Saturday was very hot, and finished with a garden party where most people stayed in the shade of the house, or indoors.
Garden Party
Yesterday for the service I wore a smart red chasuble – summer weight, but I was glad to take it off afterwards. It then clouded over, but after a busy week I was pleased to stay indoors.
I have spread out maps on the dining table, remembering some of the walks I did last year, and planning some new ones. Some people at church have expressed an interest, and as they have cars we wouldn’t be dependent on public transport. (I was offered the use of a car, but not having driven since 2009 I declined the offer.)
Today Monday it’s overcast and much cooler. Since most shops are closed, it was a good day for a peaceful stroll around Pau, checking out bus and train routes and the location of an open-air theatre and the Museum des Beaux-Arts.
I’ve just been asked to take Communion to an elderly priest, sone time text week. When I was here before, he preached for what he thought would be the last time, and then invited me to join him and his friends for a meal, with wine way beyond my normal budget.
Tomorrow I am interviewing one of the Diocese in Europe candidates preparing for BAP stage 2.
Once more, the forecast on my phone said that it was almost certain to rain every hour.

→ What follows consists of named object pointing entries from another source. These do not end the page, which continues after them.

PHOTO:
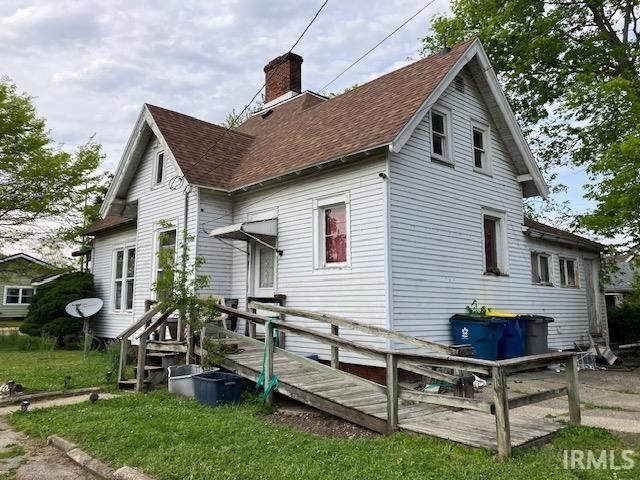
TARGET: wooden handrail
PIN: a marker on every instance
(361, 327)
(141, 321)
(155, 324)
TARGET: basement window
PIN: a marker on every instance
(540, 269)
(568, 272)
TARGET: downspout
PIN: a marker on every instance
(386, 205)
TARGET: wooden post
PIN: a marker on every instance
(283, 334)
(335, 351)
(122, 367)
(573, 393)
(392, 392)
(142, 360)
(501, 402)
(268, 366)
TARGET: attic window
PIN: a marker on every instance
(158, 176)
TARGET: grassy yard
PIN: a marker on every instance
(175, 438)
(45, 369)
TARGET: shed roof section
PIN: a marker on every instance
(110, 221)
(552, 233)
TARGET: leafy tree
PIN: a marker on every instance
(234, 119)
(38, 181)
(571, 71)
(47, 315)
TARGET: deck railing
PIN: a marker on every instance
(422, 363)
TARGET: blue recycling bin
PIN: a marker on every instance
(512, 343)
(483, 333)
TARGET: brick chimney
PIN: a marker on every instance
(283, 75)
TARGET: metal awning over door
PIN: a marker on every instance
(264, 232)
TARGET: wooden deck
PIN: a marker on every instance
(365, 403)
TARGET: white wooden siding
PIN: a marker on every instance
(155, 204)
(216, 210)
(358, 292)
(108, 323)
(436, 235)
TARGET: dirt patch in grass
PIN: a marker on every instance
(320, 424)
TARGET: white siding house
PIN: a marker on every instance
(396, 204)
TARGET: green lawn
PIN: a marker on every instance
(174, 438)
(45, 370)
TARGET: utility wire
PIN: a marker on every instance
(429, 3)
(258, 92)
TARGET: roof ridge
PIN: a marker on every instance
(199, 120)
(469, 41)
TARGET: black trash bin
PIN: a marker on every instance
(537, 336)
(215, 388)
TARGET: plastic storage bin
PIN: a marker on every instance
(214, 388)
(483, 333)
(536, 340)
(512, 343)
(181, 379)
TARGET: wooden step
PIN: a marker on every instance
(130, 384)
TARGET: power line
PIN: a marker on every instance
(429, 3)
(260, 90)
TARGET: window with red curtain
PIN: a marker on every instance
(335, 234)
(490, 245)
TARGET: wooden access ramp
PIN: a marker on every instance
(365, 403)
(386, 408)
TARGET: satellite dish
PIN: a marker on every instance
(85, 307)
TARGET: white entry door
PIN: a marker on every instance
(264, 270)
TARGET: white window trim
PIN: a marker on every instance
(562, 265)
(549, 256)
(124, 247)
(501, 245)
(154, 183)
(486, 141)
(448, 151)
(319, 205)
(157, 230)
(20, 287)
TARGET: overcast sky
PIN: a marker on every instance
(92, 64)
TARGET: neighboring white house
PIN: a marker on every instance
(396, 203)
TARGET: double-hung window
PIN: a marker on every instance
(494, 242)
(124, 279)
(480, 138)
(18, 295)
(540, 268)
(440, 137)
(331, 243)
(568, 272)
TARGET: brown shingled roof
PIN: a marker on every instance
(304, 131)
(571, 237)
(109, 221)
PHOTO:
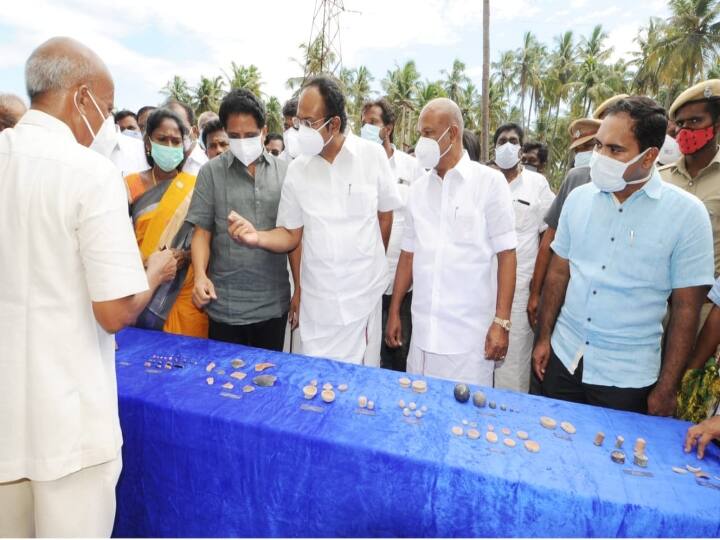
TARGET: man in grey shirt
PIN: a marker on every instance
(246, 291)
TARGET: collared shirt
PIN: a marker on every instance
(625, 260)
(344, 271)
(65, 241)
(531, 197)
(454, 227)
(129, 155)
(195, 160)
(577, 176)
(706, 187)
(714, 294)
(252, 285)
(405, 170)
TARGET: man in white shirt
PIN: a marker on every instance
(72, 276)
(195, 156)
(458, 217)
(337, 198)
(378, 126)
(531, 197)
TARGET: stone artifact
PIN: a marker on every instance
(462, 392)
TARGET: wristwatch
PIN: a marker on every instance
(503, 323)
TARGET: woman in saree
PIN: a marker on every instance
(159, 201)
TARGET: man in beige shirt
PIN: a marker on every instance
(696, 113)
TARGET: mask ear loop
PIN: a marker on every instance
(87, 124)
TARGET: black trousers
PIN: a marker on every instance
(268, 334)
(559, 383)
(390, 358)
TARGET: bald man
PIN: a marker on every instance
(459, 216)
(72, 277)
(11, 110)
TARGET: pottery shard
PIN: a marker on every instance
(262, 366)
(532, 446)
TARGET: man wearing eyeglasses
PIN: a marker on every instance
(338, 200)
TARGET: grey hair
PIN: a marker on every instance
(51, 72)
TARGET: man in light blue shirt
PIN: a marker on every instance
(626, 244)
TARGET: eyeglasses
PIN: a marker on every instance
(307, 123)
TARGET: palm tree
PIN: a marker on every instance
(177, 89)
(401, 87)
(273, 115)
(455, 79)
(244, 77)
(208, 94)
(691, 40)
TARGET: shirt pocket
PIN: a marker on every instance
(464, 224)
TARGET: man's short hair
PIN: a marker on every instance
(124, 114)
(332, 95)
(649, 120)
(213, 126)
(187, 108)
(540, 147)
(290, 107)
(242, 101)
(509, 126)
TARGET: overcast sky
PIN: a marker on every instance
(146, 43)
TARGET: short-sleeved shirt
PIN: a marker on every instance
(706, 187)
(531, 196)
(454, 227)
(625, 260)
(577, 176)
(344, 271)
(66, 241)
(252, 285)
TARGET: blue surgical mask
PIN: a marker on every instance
(371, 133)
(166, 157)
(582, 159)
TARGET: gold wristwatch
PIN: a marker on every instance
(505, 324)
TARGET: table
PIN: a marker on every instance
(201, 460)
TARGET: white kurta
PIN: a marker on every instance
(65, 241)
(343, 271)
(532, 198)
(454, 227)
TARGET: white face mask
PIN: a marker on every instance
(105, 140)
(427, 151)
(507, 155)
(670, 152)
(310, 142)
(607, 173)
(290, 138)
(246, 150)
(582, 159)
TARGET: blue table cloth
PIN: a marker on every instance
(202, 460)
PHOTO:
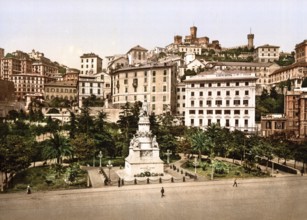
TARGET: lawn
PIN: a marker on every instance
(48, 178)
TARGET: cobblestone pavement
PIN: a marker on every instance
(281, 198)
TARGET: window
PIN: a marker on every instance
(200, 122)
(236, 102)
(192, 122)
(237, 112)
(218, 102)
(218, 112)
(192, 112)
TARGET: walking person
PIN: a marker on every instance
(235, 183)
(162, 192)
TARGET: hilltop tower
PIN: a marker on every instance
(250, 38)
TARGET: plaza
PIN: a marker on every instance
(267, 198)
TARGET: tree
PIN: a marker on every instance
(14, 154)
(57, 147)
(198, 140)
(84, 147)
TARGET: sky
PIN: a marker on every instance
(65, 29)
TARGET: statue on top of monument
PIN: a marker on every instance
(144, 110)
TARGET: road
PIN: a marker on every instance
(270, 198)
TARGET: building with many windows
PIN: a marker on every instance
(222, 97)
(90, 63)
(90, 84)
(152, 83)
(262, 71)
(61, 89)
(29, 83)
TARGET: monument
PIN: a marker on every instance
(143, 150)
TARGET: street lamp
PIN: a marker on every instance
(100, 156)
(109, 166)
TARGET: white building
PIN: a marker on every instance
(90, 84)
(91, 63)
(223, 97)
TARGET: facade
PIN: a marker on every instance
(90, 64)
(273, 124)
(222, 97)
(263, 72)
(152, 83)
(137, 55)
(294, 73)
(190, 49)
(61, 89)
(266, 53)
(29, 83)
(301, 52)
(9, 66)
(90, 84)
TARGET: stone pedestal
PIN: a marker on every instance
(143, 150)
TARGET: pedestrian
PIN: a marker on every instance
(162, 192)
(235, 183)
(28, 189)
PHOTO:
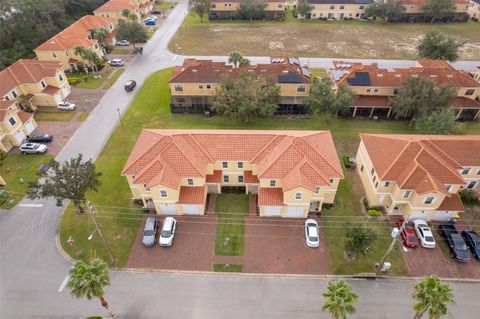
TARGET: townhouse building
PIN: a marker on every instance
(375, 86)
(337, 9)
(227, 9)
(418, 176)
(15, 125)
(33, 83)
(193, 83)
(61, 47)
(292, 172)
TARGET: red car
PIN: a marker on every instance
(409, 239)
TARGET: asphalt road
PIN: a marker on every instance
(32, 270)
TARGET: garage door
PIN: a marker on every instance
(272, 211)
(191, 209)
(295, 212)
(167, 209)
(29, 127)
(20, 137)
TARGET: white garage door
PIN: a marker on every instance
(167, 209)
(29, 127)
(295, 212)
(20, 137)
(272, 211)
(191, 209)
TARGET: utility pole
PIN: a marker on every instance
(392, 244)
(91, 209)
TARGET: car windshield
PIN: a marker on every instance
(166, 233)
(149, 232)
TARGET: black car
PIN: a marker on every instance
(472, 239)
(42, 138)
(130, 85)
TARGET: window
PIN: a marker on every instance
(471, 184)
(428, 200)
(469, 91)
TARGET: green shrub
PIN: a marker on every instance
(374, 213)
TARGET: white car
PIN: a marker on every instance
(115, 62)
(311, 233)
(66, 106)
(168, 231)
(33, 148)
(424, 233)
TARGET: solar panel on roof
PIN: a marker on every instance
(290, 77)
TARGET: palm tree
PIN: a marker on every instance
(339, 299)
(235, 58)
(432, 296)
(88, 280)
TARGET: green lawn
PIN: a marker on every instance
(150, 109)
(111, 81)
(230, 210)
(17, 171)
(225, 268)
(59, 116)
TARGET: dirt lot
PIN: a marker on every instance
(354, 39)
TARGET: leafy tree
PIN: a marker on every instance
(67, 181)
(237, 59)
(201, 8)
(246, 97)
(251, 9)
(340, 299)
(392, 10)
(131, 31)
(439, 9)
(88, 281)
(324, 100)
(359, 238)
(303, 8)
(418, 96)
(437, 122)
(438, 46)
(433, 297)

Yes, but not every minute of every hour. The sun shone, and I often turned round to see if there was a rainbow.
The route followed the Thames-Severn canal, running alongside the river Frome, past demolished locks. At Sapperton, it disappeared into a tunnel, reappearing several miles later, and drying up altogether at a place where the path was covered in puddles every few yards.
Soon after leaving the canal bed, I saw a Thames Path waymark. The supposed source was just round the corner. But where?
A sharp hailstorm then struck, and I lost my connection with OS maps. It was too wet to keep looking at the guidebook, and where I was supposed to leave the Thames Path for Kemble Station, I couldn’t face struggling with another steep stile and soggy meadow. Walking along the road wasn’t much better, with heavy lorries splashing through deep puddles.
With 50 minutes to wait for the next train, I took refuge in the pub opposite, and over a weak and expensive cup of coffee, reorganised my rucksack to make room for wet boots and overtrousers.
As Robert Louis Stevenson wrote, “It is better to travel hopefully than to arrive.” But I did reach the source of the Thames, and there was a visible flowing river much closer to the source than on my previous visit last April.